Grid2Matrix: Revealing Digital Agnosia in Vision-Language Models
Pith reviewed 2026-05-10 18:41 UTC · model grok-4.3
The pith
Vision-language models lose fine grid details when converting colors to numbers because a gap opens between what their visual encoders retain and what their language output can express.
A machine-rendered reading of the paper's core claim, the machinery that carries it, and where it could break.
Core claim
We introduce Grid2Matrix (G2M), a controlled benchmark in which a model is shown a color grid and a color-to-number mapping, and must output the corresponding matrix. By varying grid size and the number of colors, G2M provides a simple way to increase visual complexity while minimizing semantic confounds. We find that VLMs exhibit a sharp early collapse in zero-shot end-to-end evaluation, failing on surprisingly small grids rather than degrading gradually as the task becomes denser. We probe the visual encoders of VLMs from two representative families and find that they preserve substantially more of the grid information than the corresponding end-to-end outputs. This suggests that the gap,
What carries the argument
Grid2Matrix benchmark, which forces exhaustive visual-to-matrix readout on grids of controlled size and color count, together with the identified Digital Agnosia gap between preserved visual features and final language output.
If this is right
- VLMs cannot be trusted for tasks that require reading every cell of a table, chart, form, or GUI interface.
- Visual encoders must be probed separately from the language head to determine how much detail actually reaches the output stage.

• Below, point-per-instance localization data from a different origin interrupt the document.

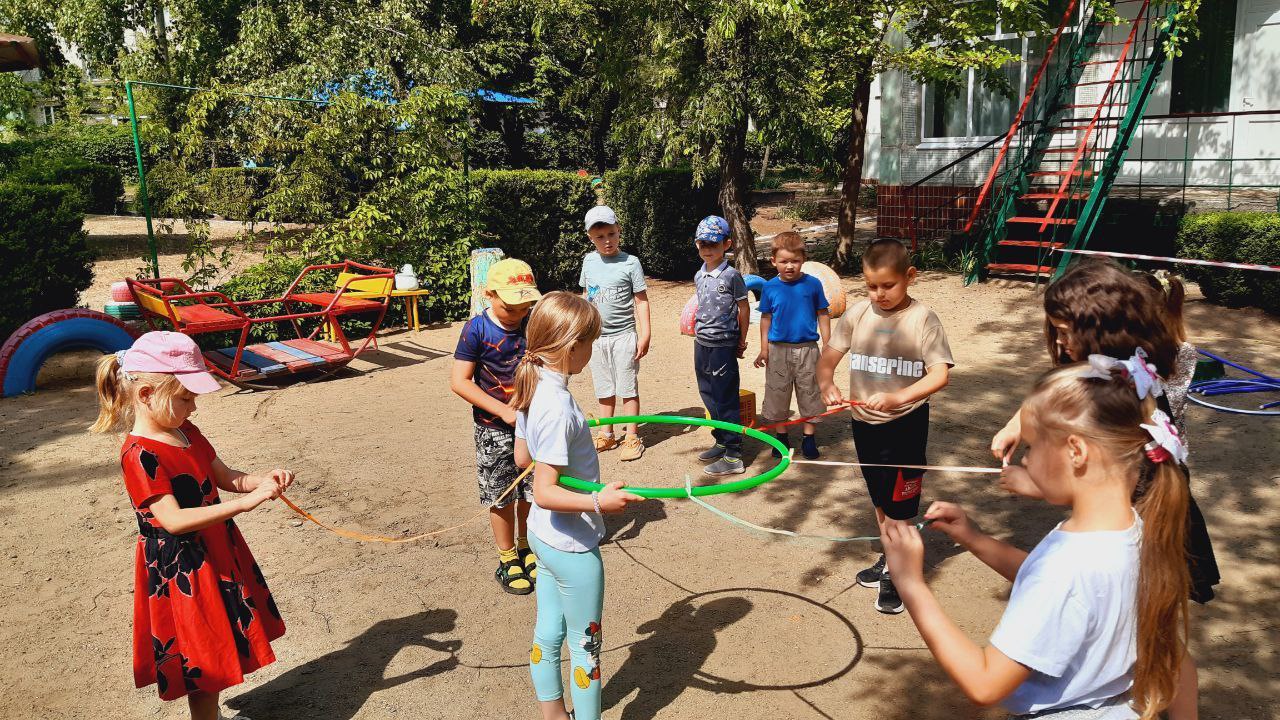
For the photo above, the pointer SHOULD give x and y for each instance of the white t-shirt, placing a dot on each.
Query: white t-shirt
(1072, 619)
(556, 432)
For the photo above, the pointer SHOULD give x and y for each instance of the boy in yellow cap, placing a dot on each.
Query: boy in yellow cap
(484, 374)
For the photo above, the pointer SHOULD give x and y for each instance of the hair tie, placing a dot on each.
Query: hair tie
(1162, 277)
(1165, 442)
(1136, 369)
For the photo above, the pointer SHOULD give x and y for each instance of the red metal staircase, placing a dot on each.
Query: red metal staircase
(1068, 140)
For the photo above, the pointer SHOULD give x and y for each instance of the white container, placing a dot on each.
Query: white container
(406, 278)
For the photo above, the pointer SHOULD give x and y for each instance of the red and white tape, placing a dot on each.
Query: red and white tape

- Many errors align with the fixed patch boundaries of the vision backbone rather than with grid content itself.
- Neither larger model size nor additional multimodal alignment training removes the failure mode on this class of inputs.
Where Pith is reading between the lines
- Similar controlled grids could be used to test whether other structured visual inputs, such as diagrams or maps, trigger the same encoder-to-language drop.
- Training objectives that explicitly reward cell-by-cell reconstruction might close the gap without requiring larger models.
- Systems that route visual features directly to an external symbolic decoder could bypass the language-side loss observed here.
Load-bearing premise
That varying grid size and number of colors raises visual complexity without semantic side effects, and that probing the visual encoder alone accurately measures what grid information is still available before the language head acts.
What would settle it
An experiment in which a model's end-to-end accuracy on grids matches or exceeds the accuracy of its isolated visual encoder probe on the same inputs, or in which accuracy remains high on grids larger than 6x6 without the reported early collapse.
Figures
read the original abstract
Vision-Language Models (VLMs) excel on many multimodal reasoning benchmarks, but these evaluations often do not require an exhaustive readout of the image and can therefore obscure failures in faithfully capturing all visual details. We introduce Grid2Matrix (G2M), a controlled benchmark in which a model is shown a color grid and a color-to-number mapping, and must output the corresponding matrix. By varying grid size and the number of colors, G2M provides a simple way to increase visual complexity while minimizing semantic confounds. We find that VLMs exhibit a sharp early collapse in zero-shot end-to-end evaluation, failing on surprisingly small grids rather than degrading gradually as the task becomes denser. We probe the visual encoders of VLMs from two representative families and find that they preserve substantially more of the grid information than the corresponding end-to-end outputs. This suggests that the failure is not explained by visual encoding alone, but also reflects a gap between what remains recoverable from visual features and what is ultimately expressed in language. We term this gap \textit{Digital Agnosia}. Further analyses show that these errors are highly structured and depend strongly on how grid cells overlap with visual patch boundaries. We also find that common strategies such as model scaling and multimodal alignment do not fully eliminate this failure mode. We expect G2M to serve as a useful testbed for understanding where and how VLMs lose fine visual details, and for evaluating tasks where missing even small visual details can matter, such as tables, charts, forms, and GUIs.
Editorial analysis
A structured set of objections, weighed in public.
Referee Report
Summary. The paper introduces the Grid2Matrix (G2M) benchmark, in which VLMs receive a color grid plus a color-to-number mapping and must output the corresponding numeric matrix. By varying grid size and color count, the authors observe a sharp collapse in zero-shot end-to-end accuracy on surprisingly small grids. Separate probing of the visual encoders recovers substantially more grid information than the language outputs, which the authors interpret as evidence of a gap they term 'Digital Agnosia'. Errors are shown to align with patch boundaries, and neither model scaling nor multimodal alignment fully resolves the failure.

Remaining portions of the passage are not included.